One distinct memory was when I was in Grade 9 about 15 years old. We were shopping for my winter clothing. She slammed my new coat into the cart and announced to me that was the last fucking jacket she was going to buy me. True to her word she never bought me clothes again.
Over the years I was told by my mom, that you little fucker wouldn’t amount to anything. I remember her screaming that into my face one day and it followed with a smack to my face.
So I did amount to something and managed to create almost the same atmosphere within my failed marriage. But in the end, we are supposed to rise above this. To be better than you were taught. I gave that money to my mother for a few reasons:
1. My dad got up every morning at 6am and went to work for 30 years – I owned him and it was the right thing to do.
2. It was what my grandmother wanted me to do. I didn’t understand her dying request 5 years ago but I know now.
3. I suppose despite my best efforts I might be the better person and no this wasn’t something I was striving to do or I am proud of – it just is. I don’t want any thank you’s or hugs for what I did.
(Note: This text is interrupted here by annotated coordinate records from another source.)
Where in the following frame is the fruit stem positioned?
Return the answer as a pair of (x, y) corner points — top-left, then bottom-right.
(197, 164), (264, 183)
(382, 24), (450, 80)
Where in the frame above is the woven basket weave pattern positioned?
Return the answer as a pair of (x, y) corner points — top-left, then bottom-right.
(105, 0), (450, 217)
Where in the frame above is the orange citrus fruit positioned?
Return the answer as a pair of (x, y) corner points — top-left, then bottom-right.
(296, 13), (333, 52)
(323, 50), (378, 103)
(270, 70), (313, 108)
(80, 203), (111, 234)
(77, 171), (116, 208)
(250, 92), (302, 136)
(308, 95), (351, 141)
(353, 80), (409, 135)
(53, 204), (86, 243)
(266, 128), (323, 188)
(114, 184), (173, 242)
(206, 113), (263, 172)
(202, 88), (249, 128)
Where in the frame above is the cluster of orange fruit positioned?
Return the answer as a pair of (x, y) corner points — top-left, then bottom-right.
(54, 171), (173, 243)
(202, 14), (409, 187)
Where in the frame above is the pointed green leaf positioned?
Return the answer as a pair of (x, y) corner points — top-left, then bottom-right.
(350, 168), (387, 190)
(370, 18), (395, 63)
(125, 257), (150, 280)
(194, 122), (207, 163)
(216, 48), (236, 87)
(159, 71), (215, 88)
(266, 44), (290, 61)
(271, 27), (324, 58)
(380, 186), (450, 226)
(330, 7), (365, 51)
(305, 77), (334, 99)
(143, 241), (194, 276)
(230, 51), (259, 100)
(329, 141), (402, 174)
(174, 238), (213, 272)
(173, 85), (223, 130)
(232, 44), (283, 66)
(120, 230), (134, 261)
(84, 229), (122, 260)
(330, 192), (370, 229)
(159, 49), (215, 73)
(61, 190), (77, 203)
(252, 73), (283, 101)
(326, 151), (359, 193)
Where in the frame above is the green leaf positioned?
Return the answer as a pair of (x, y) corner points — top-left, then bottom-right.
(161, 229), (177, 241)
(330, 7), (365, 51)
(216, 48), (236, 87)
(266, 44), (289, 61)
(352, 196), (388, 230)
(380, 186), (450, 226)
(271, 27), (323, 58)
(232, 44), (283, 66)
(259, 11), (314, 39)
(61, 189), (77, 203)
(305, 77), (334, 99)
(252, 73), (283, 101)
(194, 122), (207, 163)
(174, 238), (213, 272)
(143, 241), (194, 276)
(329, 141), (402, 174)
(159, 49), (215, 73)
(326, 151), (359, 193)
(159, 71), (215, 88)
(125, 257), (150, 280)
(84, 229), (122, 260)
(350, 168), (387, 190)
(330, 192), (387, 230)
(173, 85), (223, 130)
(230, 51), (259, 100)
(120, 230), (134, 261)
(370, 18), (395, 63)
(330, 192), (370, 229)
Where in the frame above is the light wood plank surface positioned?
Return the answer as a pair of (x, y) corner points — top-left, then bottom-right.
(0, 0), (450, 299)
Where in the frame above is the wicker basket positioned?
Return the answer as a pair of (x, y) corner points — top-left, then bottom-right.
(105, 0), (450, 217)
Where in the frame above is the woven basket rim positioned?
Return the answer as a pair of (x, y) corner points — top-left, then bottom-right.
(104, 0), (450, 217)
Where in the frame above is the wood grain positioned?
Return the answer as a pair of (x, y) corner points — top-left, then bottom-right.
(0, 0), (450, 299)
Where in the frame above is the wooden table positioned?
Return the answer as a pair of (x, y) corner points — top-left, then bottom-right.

There was one single incident that struck me about the past weekend. As I was leaving my mother at the hospital – my duty done she came outside to say goodbye to me. For a moment I thought it was just goodbye but she broke down and cried on my shoulder for 10 minutes. It all the time I had know here I never saw this. It struck me that although at the time, I didn’t need her perhaps she needed me – I had forgotten this with everything else going on.